Erica Simone’s handy mobile application, UpperClass, can be used to check out buildings on Northeastern University’s campus, get an update on HuskyCard balances, or peruse the school’s sports schedule.
It can also make doing laundry less stressful.
“I wish I had this when I was on campus – it would have been so useful,” says Simone, 22, a Northeastern senior who lives in the Manor section of Dedham. “There were so many times that I would throw in my laundry and run down to the dining hall, and run back to make sure nobody took it out.”
But with UpperClass, which makes the Mac-Gray’s Laundry View program accessible to Simone on her BlackBerry, there is no need to rush. At a glance, she can tell how many minutes each laundry machine has left.
Simone recently won third place in AT&T’s Big Mobile On Campus Challenge for UpperClass, which connects students, faculty, alumni and parents to “key systems” on their BlackBerry, iPhone, or Windows Mobile devices. A professor, for example, could log in and see a list of courses he’s teaching, and a list of his students in a class, Simone says. Her application also hooks users into social networking sites like Facebook and Twitter.
Simone, an information science major, won a $5,000 scholarship to help pay for her tuition and a mobile device from AT&T in the national contest.
She came up with the idea for UpperClass last spring while she was working as a co-op for Pyxis Mobile, a Waltham company that “delivers innovative wireless applications” for companies and their customers. During Pyxis’s annual “app from scratch” contest in April, employees were given 24 hours to brainstorm and build an application. Simone says at that point she was registering for classes.
“It just kind of dawned on me, oh, wouldn’t it be cool if I could do this on my BlackBerry,” she recalls.
Pyxis employees Arun Nagarajan and Marc Rosenbaum helped Simone with the original project – created using Application Studio, Pyxis’s platform for designing apps – before she expanded UpperClass for the AT&T competition. The last day to submit for the contest was Oct. 15, and Simone found out she was a finalist the next day. She gave a presentation Oct. 21, and learned she had won Oct. 23.

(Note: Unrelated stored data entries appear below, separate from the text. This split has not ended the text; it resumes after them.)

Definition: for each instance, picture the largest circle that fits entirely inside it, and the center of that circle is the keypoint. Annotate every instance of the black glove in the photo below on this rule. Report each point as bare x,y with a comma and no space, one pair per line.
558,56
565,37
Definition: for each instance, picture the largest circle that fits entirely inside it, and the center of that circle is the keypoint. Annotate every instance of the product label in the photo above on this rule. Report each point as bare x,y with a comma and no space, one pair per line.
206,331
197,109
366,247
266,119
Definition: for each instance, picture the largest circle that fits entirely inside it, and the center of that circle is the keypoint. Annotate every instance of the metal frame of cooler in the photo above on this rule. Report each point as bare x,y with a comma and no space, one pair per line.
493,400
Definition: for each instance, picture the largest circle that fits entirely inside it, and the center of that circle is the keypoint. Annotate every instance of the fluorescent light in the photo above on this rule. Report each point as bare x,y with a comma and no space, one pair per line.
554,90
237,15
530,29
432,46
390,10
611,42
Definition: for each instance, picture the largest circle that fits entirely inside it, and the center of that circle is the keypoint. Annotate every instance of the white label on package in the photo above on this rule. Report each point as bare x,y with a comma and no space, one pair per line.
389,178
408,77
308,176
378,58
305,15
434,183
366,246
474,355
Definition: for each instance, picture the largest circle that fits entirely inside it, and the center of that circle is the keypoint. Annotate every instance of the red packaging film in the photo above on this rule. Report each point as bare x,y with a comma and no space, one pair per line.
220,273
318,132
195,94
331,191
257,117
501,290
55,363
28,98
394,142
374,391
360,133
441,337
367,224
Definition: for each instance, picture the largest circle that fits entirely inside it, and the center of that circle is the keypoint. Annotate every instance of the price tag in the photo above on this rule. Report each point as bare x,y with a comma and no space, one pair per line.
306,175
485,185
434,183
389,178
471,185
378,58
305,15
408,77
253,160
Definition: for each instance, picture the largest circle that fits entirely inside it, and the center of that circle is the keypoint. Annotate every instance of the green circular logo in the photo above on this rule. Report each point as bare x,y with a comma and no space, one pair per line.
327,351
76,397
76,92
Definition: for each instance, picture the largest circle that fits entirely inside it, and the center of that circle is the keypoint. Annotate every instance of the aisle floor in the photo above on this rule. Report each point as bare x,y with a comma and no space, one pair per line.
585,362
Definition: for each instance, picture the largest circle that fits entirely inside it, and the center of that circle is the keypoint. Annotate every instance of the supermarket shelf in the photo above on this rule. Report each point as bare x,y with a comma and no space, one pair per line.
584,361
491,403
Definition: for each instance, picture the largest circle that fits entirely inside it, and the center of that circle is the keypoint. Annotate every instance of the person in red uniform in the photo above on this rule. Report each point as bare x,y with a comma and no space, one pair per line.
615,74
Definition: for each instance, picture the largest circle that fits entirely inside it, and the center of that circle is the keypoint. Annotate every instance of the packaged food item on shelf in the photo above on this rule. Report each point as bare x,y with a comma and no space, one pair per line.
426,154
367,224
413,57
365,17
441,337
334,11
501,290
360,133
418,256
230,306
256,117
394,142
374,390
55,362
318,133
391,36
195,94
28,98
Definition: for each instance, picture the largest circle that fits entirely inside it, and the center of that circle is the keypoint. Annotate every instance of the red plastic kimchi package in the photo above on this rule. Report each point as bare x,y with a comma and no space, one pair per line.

“It was definitely all very fast,” she says. “I was very, very, very excited.”
Simone graduated from Dedham High School in 2005, transferring from Bridgewater State College to Northeastern after her freshman year. In the first half of 2008, she was a quality assurance engineer during her first co-op at Pyxis, before returning for a second co-op, in product management, in the first half of this year.
Now, she is back to taking classes at Northeastern, but continues to work part-time at Pyxis – and has been offered a job there as a business analyst, to start after her graduation in May.
Northeastern’s well-known co-op program, short for cooperative education, places students in full-time employment positions for up to 6 months. Students can graduate with up to 18 months of work experience, says Northeastern spokeswoman Katherine Cadwell.
Simone’s year of work at Pyxis, and the connections she made there, Cadwell says, “sort of opened the doors for her, after graduation, to get the job offer.”
Pyxis spokesman Christopher P. Willis says his company quickly sold UpperClass to Northeastern, which is now using it on a pilot basis with some students. AT&T is also selling Simone’s application nationally – a remarkable development for her senior year, Willis says.
“It kind of blows my mind, the situation that’s she in,” he says. “She’s hit a home run with the first thing she’s designed, and we’re psyched to have her on board.”